Pasta is a simple dish that, when done right, can transcend the heights of cuisine. Fulio’s Rigatoni Mutard e Salsiccia is one such dish. It is a favorite of many of Fulio’s customers. When a friend was craving a creamy, spicy pasta, this fulfilled his expectations and beyond. Rigatoni, large tube-shaped pasta, is the perfect vessel for capturing chunks of spicy sausage and a spicy mustard cream. Another outstanding pasta dish is Ravioli di Zucca – a butternut squash and Gorgonzola cheese ravioli bathed in a creamy curry sauce.
Fulio’s Fettuccini Alfredo, made with a creamy béchamel sauce, is offered as an entrée and a side dish. It comes with different toppings, including mushrooms and smoked salmon. While my side dish of Alfredo was creamy and the noodles were perfectly cooked, al dente, the sauce was overwhelmed by the sweet flavor of nutmeg.
Most recently, the fish of the day – swordfish – was a disappointment. Relying on our waiter’s advice (who told us that a fellow patron in the restaurant thought it was so good, she had returned for her third night), we bit the hook. Unfortunately, the pale, unadorned fish looked forlorn on the plate, without even a slice of lemon, fresh herbs or sauce to garnish it. The fish tasted fresh, but it was dry and tasted only of olive oil. The small portion of smashed garlic potatoes on the side and three spears of undercooked asparagus did little to enhance the experience. On another visit, grilled ahi tuna wasn’t much better. And I didn’t understand the guacamole-like avocado and sundried tomato salsa that came with it.
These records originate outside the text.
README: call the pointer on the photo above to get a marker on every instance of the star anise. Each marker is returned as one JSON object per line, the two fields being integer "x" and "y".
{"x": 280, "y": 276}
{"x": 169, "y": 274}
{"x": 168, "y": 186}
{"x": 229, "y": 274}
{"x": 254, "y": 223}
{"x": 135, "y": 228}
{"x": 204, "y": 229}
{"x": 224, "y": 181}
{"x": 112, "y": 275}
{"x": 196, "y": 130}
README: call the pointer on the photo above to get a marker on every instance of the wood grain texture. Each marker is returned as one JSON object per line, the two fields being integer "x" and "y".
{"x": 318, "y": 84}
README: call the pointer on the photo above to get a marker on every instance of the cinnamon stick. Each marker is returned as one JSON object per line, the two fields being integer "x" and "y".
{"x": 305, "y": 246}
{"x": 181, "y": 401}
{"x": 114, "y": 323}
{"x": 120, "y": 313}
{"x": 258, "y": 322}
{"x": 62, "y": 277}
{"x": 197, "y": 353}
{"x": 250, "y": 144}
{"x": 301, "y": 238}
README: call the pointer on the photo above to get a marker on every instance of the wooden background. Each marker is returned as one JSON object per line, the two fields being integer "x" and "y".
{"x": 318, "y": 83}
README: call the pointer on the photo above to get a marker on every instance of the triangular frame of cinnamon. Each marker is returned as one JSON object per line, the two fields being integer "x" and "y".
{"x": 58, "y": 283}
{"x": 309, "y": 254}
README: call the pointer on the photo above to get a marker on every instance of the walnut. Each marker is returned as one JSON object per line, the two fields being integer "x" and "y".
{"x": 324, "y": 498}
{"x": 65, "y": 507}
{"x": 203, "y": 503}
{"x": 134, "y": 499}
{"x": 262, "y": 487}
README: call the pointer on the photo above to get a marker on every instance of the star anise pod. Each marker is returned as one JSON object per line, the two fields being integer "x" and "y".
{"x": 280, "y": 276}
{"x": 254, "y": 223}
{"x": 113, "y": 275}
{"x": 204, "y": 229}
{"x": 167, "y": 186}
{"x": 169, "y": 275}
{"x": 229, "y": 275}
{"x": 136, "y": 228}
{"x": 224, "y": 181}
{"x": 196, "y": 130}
I love rib-eye steak and, when I order one, I expect a big, thick, juicy, bone-in well-marbled steak. So, when I ordered Fulio’s rib-eye steak, Bistecca d’ Abruzzo, I was expecting just that. What I got was a disappointing, refined version of a rib-eye. The charcoal flavor was delicious, the grill marks were perfect and the meat was perfectly cooked, but the skinny 1-inch boneless steak had an odd, figure-eight shape and it lacked the wonderful crisp fat that I love in a rib-eye. Perhaps this is a leaner, healthier version of steak?
I wish that Fulio’s would warm their serving plates. Halfway through the meal, the food turns cold. The house bread would reach new levels if it was served warm.
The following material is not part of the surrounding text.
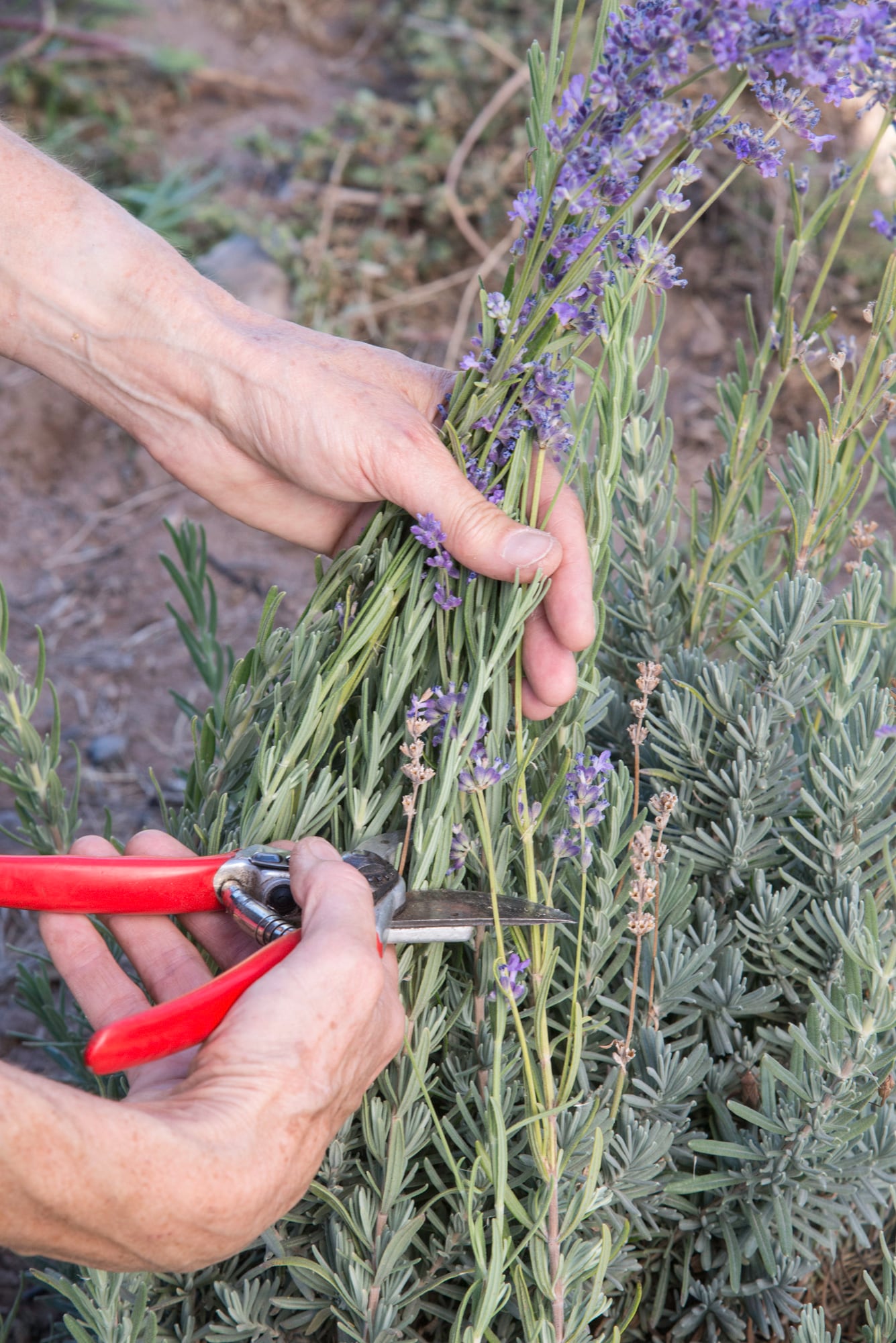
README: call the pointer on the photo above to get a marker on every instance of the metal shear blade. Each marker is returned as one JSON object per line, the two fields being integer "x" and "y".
{"x": 454, "y": 915}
Moving on to dessert: Fulio’s features about five housemade selections, including a flourless chocolate torte and a crustless lemon cheese cake. If you are a member of the tiramisu fan club, you will want to try Fulio’s version. Fulio’s does it right. Traditionally, tiramisu is layered with ladyfingers soaked in coffee, liquors, Marsala and other goodies, whipped mascarpone cheese, custard and shaved chocolate. I’m not sure exactly how Fulio’s does it, but this, combined with a cup of deep, rich freshly brewed coffee, was a delicious ending.
Watch for Peter Roscoe’s Italian Deli, adjacent to Fulio’s, which is opening soon.